Frank seldom went into the past. If he had a poor at bat, he dismissed it swiftly. “Next” was our battle cry. It was this mindset that kept his enjoyment high. In his 10,075 plate appearances, he was the ultimate S.C.O.R.E.® Success System Zoniac™ that played the game with passion and enjoyment. Frank had a love affair with the game of baseball. He still does.
I am proud of Frank Thomas’ accomplishments. I’m proud that he embraced the five intangibles of the S.C.O.R.E.® Success System and was consistent with its principles and tools for 19 years. But I’m more proud to have been his personal coach, mentor, guide and good friend. Yes, Frank had talent. Many athletes have this prerequisite to enter the big leagues. But Frank managed his physical gifts with daily routines and a steely resolve to be the best he could be.

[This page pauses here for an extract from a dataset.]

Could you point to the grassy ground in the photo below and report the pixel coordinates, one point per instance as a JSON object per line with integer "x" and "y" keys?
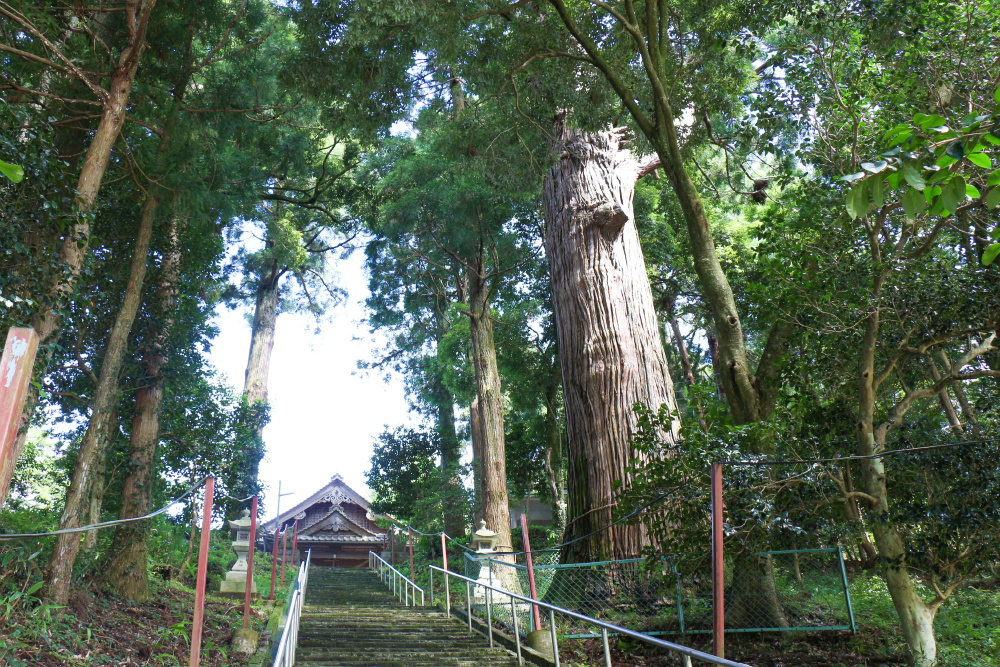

Years ago Frank and I envisioned his Hall of Fame induction. Dreams with the right blueprint and compass do come true.
Congratulations Frank! You deserve this ultimate accolade. You are officially an inductee into Baseball’s Hall of Fame. It was great to personally witness your induction festivities the weekend of July 26-27, 2014 in Cooperstown, N.Y. I’ was the one with the giant grin from ear to ear.